But Bukhara was never formally incorporated into the Russian empire and the emir still held the power of life and death inside the city. Echoes of distant revolution eventually permeated the closed city walls "like the faint murmur in the hollow of a sea shell." A medley of ideas ranging from Islamic jadid reformism and Istanbul inspired pan-Turkism to Bolshevik-supported communism fermented in the desert heat. Finally they found voice and shape in the Young Bukharans, and their leader Faizullah Khodjaev, who began a series of reforms including a public printing press.

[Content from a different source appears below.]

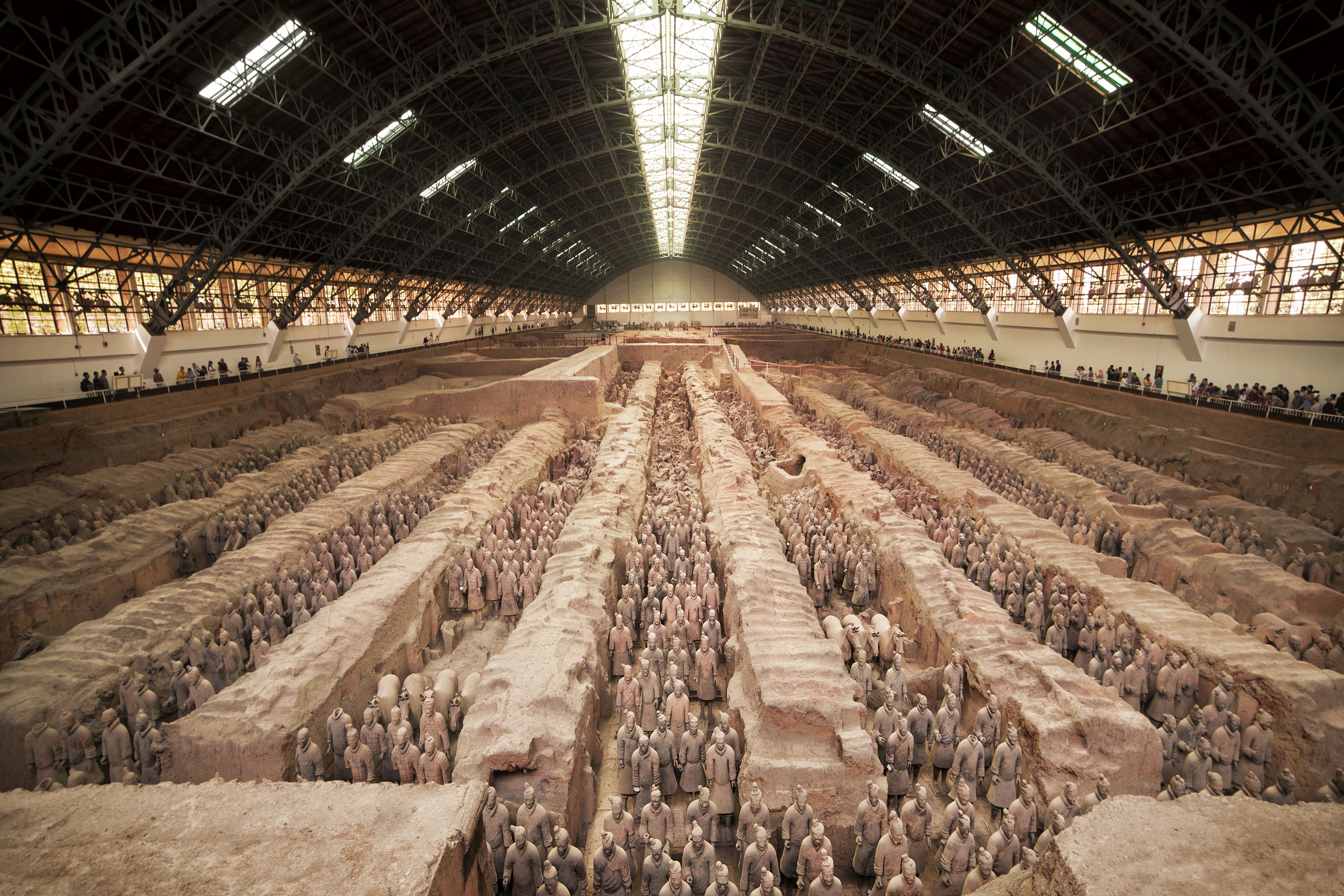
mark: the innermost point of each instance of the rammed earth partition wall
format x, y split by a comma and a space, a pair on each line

In March 1918 the Bolshevik governor of Tashkent, Kolesov, arrived outside the city gates and demanded the city be handed over to the Young Bukharans. The emir played for time, local mullahs called for a jihad against the infidel invaders and reinforcements were rushed in. Local Bukharans might have been excused a questionable loyalty to their vicious emirbut, following a theme that ran through the entire Soviet period, they preferred to follow their own Islamic tyrant rather than a godless foreign invader. The Bolshevik delegation inside the city was massacred to a man and several hundred Russian residents of Bukhara were later executed. The Bolshevik reinforcements turned tail (a retreat variously attributed to a lack of ammunition or divine intervention) and limped back to Tashkent, forced to relay the pieces of track they had just passed over in front of them-their western technology mutilated by holy guerillas. Bukhara had secured a two year reprieve from the Bolshevik advance and remained a closed oasis of a past era, stirred by a dangerous cocktail of White Russian exiles, young revolutionaries and an increasingly desperate emir.

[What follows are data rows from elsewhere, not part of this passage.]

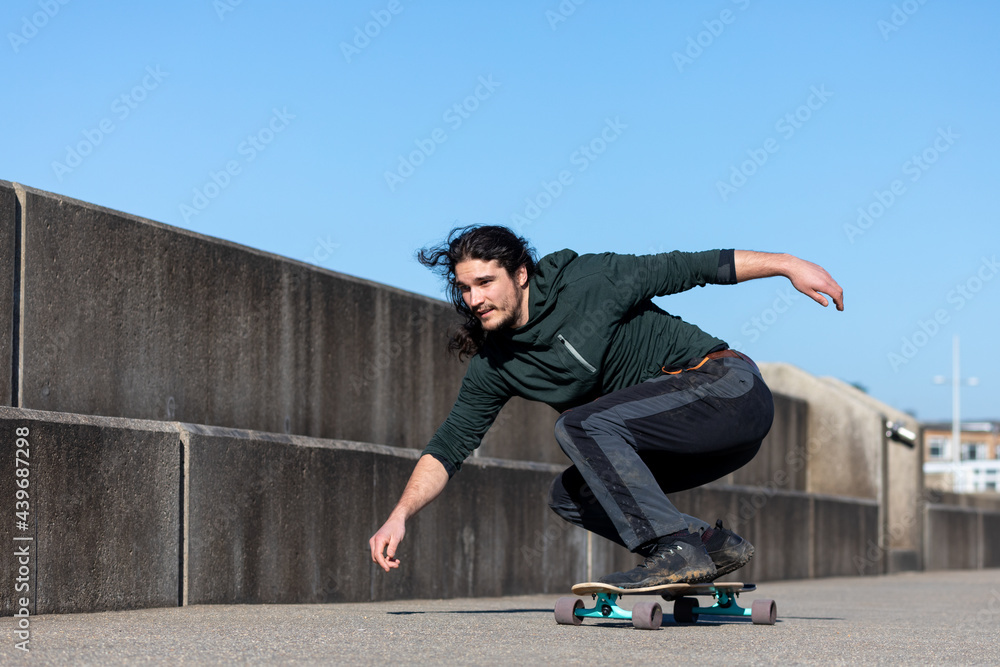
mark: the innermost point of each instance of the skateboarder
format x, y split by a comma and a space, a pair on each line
650, 404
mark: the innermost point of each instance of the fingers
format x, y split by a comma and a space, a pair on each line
383, 546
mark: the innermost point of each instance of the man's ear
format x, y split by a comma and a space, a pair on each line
521, 276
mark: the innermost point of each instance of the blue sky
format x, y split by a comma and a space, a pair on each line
861, 135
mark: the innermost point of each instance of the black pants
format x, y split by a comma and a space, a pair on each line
632, 447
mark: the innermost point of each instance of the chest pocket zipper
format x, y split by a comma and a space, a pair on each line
576, 355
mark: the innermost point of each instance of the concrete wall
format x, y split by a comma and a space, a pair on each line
849, 454
843, 441
130, 318
9, 277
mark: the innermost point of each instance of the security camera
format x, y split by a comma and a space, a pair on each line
896, 431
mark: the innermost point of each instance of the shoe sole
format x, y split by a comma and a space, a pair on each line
694, 579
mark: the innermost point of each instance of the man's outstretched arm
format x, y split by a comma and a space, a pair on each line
427, 481
808, 278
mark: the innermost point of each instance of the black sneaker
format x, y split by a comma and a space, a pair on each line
729, 551
680, 560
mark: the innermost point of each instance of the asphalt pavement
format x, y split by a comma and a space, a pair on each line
916, 618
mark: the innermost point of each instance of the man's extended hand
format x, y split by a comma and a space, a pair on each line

During the next two years the Bolsheviks sent a total of 15 spies to Bukhara to investigate the rumoured existence of British Army advisers. One by one they were caught by the emir's network of informers, tortured and strangled. The 16th was Fred Bailey, a British spy who had somehow managed to get himself hired by the Bolshevik secret police, and then issued with instructions to hunt himself down. This master of double deals and disguises entered Bukhara in 1919 with a visa and two letters of introduction hidden in the back of his watch and a box of matches. In his breast pocket was the developer needed to decipher the invisible ink. Bailey had initially planned to stay in Bukhara and set up a British listening-post to complement the one in Kashgar. But after one month he crept out of the city at dawn disguised as a Turkmen nomad. It was a good piece of timing - nine months later, on 2 September 1920, Soviet troops arrived at the city gates, this time under the able command of General Mikhail Frunze.
After four days of bitter fighting, the Ark was largely destroyed, a mass revolutionary meeting was held in the Registan and the red flag was raised from the Kalon Minaret. The Emir Alim Khan had fled his summer palace for Afghanistan, desperately dropping his favourite dancing boys one by one in a vain effort to slow down the Red Army, in hot pursuit. On 6 September 1920 the first people's congress was convened in the courtyard of the Sitorai Makhi Khosa and the People's Republic of Bukhara was proclaimed.